Ok, so there is a way to automate the path based user compression. How
good is the analysis?
I was giving this some thought in context of schema based XML where one
can know apriori, the potential paths just as one can use the structure
to know the potential queries. I haven't opened the code, so is the
automation "A" means or "the" only means provided? In other words, can
a human user provided with a tool (say schema-based) prepare a set of
candidate paths to fine tune the compression. It might be tedious
but considering that the majority of transactions based on XML documents
usually evolves into a finite family of types, it can be worth it.
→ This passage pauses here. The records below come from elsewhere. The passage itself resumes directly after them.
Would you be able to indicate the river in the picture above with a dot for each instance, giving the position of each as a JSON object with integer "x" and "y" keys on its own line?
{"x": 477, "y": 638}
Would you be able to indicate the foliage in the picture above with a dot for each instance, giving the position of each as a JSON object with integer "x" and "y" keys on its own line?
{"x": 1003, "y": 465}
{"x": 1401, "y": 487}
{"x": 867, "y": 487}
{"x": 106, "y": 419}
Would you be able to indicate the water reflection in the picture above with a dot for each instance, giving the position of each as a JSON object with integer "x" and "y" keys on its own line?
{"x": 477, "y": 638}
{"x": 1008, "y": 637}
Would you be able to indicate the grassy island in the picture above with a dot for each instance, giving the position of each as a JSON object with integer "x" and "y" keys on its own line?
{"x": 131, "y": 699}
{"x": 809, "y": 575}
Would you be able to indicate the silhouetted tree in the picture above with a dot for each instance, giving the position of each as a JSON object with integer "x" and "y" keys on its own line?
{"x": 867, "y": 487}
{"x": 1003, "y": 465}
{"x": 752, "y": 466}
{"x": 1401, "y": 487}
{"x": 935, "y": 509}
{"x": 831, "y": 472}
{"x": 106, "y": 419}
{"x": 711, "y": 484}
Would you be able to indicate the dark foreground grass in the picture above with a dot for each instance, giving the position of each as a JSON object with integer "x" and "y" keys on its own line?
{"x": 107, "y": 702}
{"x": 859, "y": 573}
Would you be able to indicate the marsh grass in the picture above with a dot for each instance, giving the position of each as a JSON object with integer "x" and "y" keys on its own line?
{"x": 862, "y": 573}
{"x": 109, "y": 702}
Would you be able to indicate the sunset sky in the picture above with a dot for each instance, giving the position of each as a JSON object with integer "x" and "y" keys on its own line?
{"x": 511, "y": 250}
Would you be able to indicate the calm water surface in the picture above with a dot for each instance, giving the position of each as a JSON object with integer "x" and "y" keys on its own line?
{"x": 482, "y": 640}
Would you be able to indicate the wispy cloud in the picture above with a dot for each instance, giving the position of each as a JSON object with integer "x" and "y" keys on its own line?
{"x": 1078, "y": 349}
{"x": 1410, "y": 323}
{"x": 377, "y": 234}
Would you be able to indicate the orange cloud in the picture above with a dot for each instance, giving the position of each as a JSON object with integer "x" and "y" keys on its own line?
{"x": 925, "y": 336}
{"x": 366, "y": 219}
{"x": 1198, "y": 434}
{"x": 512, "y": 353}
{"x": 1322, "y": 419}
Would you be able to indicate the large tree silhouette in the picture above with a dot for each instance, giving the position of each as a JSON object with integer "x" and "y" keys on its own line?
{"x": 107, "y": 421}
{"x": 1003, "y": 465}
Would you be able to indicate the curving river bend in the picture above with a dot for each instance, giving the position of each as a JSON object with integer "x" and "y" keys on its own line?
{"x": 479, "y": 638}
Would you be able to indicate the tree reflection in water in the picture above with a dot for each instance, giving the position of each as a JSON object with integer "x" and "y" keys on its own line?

Consider
it one more example of "front-loading the pain".
>(Of course, you would have to convert the
>proprietary data type to XML to give XMill something to work with, and
>thereby be embedding some hints about the structure of the data, so you are
>right about user involvement)
In context of my original question, that is OK because XML is what I care
about coming out the gate. That I need to XSL or persist XML is fine
because I am assuming that (perhaps naively). I leave the issues of
the proprietary data types to another day. My interest is in a general
purpose compression for XML if WBXML is not that.
>Text-based XML was fast
>presumably because of gzip-based compression on the wire. Since XMill
>essentially uses gzip for the heavy lifting, you could expect the
>burden to be just about the same, but with better compression.
Ok, so this augments gzip by reorganizing/regrouping. I note they state
that even though compression is better, the performance is about the same
which contradicts the standing wisdom that better compression is bought
at the cost of performance.
>would have liked to see some COM and Java wrappers for XMill freely
>available (not just transmission; think about in-memory caching for
>expensive-to-create but infrequently used XML), but I gave up after getting
>bogged down in the spaghetti. I think researchers write such sloppy code
>a way to give the rest of us something to feel good about.
That is what I expect Microsoft to do or enhance. You build frameworks.
I apply them. :-) It may be that the XMill technique is general enough
that it is worth building components from scratch for release as part of
the Visual toolkits or open source.
Intergraph Public Safety
Ekam sat.h, Vipraah bahudhaa vadanti.
Daamyata. Datta. Dayadhvam.h